During her trial, and throughout her Memoirs, Manon Roland presented herself as a model wife to her husband. But reading through her recollections of the early days of hers and J.-M. Roland’s courtship, one is underwhelmed. Their courtship was long, their engagement business like – he was always hesitant and there is very little passion showing in Manon’s accounts. It was not a marriage of convenience: Jean-Marie Roland saw his wife as an equal in all respects, he did not attempt to dominate or curtail her, and they were partners in all their projects (except for the Memoirs which she wrote while she was in prison and he in hiding). There was a strong friendship between the two but perhaps not much more.
Towards the end of her life, however, Manon did fall in love with a young Girondin (he was six years younger than her, while her husband was twenty years her senior), François Buzot. François was also married, and neither he nor Manon had any intention of breaking down their marriage. Nonetheless, Manon told Jean-Marie that she no longer loved him, and that she loved François. This is perhaps why, in the weeks before her arrest, she had planned to leave Paris. She needed some space to think.
Manon's correspondence with Buzot was hidden from the public when the letters were first published, so that the image of her as a virtuous wife remained. But the truth came out in the 19thcentury: after all, all interested parties were dead.
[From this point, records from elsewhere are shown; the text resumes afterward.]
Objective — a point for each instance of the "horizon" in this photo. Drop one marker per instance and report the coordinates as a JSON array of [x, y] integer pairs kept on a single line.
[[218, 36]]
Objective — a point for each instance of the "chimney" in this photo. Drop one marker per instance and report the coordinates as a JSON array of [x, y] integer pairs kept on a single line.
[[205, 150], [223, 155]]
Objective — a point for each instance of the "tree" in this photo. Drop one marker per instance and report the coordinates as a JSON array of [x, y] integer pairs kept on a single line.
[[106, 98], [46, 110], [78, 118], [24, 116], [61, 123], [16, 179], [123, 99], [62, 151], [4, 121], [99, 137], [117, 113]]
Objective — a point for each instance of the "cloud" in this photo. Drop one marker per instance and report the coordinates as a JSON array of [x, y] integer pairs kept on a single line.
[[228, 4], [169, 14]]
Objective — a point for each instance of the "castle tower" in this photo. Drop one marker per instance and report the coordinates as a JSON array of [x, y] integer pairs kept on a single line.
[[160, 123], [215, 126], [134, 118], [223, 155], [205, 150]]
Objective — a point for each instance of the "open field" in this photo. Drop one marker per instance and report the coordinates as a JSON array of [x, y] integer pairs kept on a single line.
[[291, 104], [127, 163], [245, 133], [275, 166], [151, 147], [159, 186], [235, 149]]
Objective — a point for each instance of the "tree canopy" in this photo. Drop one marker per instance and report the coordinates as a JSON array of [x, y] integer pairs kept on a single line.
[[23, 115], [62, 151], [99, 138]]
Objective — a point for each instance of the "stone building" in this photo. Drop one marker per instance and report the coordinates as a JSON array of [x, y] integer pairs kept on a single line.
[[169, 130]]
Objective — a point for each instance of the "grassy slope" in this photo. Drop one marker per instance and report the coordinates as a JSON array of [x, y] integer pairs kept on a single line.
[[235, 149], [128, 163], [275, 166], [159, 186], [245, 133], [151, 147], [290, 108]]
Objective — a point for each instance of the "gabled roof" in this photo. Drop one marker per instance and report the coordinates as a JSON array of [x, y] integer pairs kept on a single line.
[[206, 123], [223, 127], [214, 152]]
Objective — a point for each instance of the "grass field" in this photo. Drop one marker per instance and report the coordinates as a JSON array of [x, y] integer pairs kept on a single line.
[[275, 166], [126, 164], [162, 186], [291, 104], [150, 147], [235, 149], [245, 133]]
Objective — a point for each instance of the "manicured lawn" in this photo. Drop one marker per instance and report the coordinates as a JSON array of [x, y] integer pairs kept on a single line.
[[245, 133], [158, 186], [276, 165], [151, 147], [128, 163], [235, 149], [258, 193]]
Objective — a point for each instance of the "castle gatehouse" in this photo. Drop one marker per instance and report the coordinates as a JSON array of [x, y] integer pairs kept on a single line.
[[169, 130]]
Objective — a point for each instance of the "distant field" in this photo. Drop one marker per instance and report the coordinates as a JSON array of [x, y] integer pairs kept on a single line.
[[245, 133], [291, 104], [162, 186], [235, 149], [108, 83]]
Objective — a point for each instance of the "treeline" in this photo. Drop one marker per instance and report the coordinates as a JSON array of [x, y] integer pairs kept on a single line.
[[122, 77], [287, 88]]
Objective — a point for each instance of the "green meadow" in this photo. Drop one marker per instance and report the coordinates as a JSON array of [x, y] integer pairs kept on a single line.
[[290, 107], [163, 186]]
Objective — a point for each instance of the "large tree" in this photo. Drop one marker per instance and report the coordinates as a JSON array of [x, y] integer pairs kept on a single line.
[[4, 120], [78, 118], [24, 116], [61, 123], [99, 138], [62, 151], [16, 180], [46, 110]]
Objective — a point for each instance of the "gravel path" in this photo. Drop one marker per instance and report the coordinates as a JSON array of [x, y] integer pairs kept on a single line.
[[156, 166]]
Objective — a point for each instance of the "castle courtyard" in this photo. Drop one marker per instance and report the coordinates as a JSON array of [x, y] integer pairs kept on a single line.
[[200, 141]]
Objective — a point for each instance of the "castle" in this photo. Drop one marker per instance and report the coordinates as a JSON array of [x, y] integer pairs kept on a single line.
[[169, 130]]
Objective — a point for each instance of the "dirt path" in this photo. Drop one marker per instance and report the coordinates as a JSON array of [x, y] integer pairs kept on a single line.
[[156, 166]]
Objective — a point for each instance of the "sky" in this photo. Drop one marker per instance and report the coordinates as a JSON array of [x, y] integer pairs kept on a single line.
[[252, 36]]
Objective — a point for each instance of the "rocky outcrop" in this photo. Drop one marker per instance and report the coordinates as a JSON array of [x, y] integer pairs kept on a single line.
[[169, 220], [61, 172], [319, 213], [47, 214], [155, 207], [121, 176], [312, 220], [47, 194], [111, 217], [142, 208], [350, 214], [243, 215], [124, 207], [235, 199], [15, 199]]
Below is a letter Manon wrote to Buzot shortly after she was imprisoned, and after the decree for the arrest of the Girondins had been issued. She had heard that Buzot, together with Jérome Pétion (whose wife was Manon 's neighbour at Sainte Pélagie, had managed to escape and that they were in the South-West of France, near Bordeaux.
This is a love letter: she tells him how she covers his letters to her with kisses. But it is also a political letter: one that shows both hope and despair. She tells him that when she heard of the arrest of twenty-two Girondins, she thought France was lost. But then, she asks him to stay alive, because a republican ‘while he breathes, while he has his freedom, can and must be useful’.
A few weeks after Manon’s death at the Guillotine, Buzot and Petion shot themselves in the woods of Saint Emilion. Their bodies were discovered later, eaten by wolves.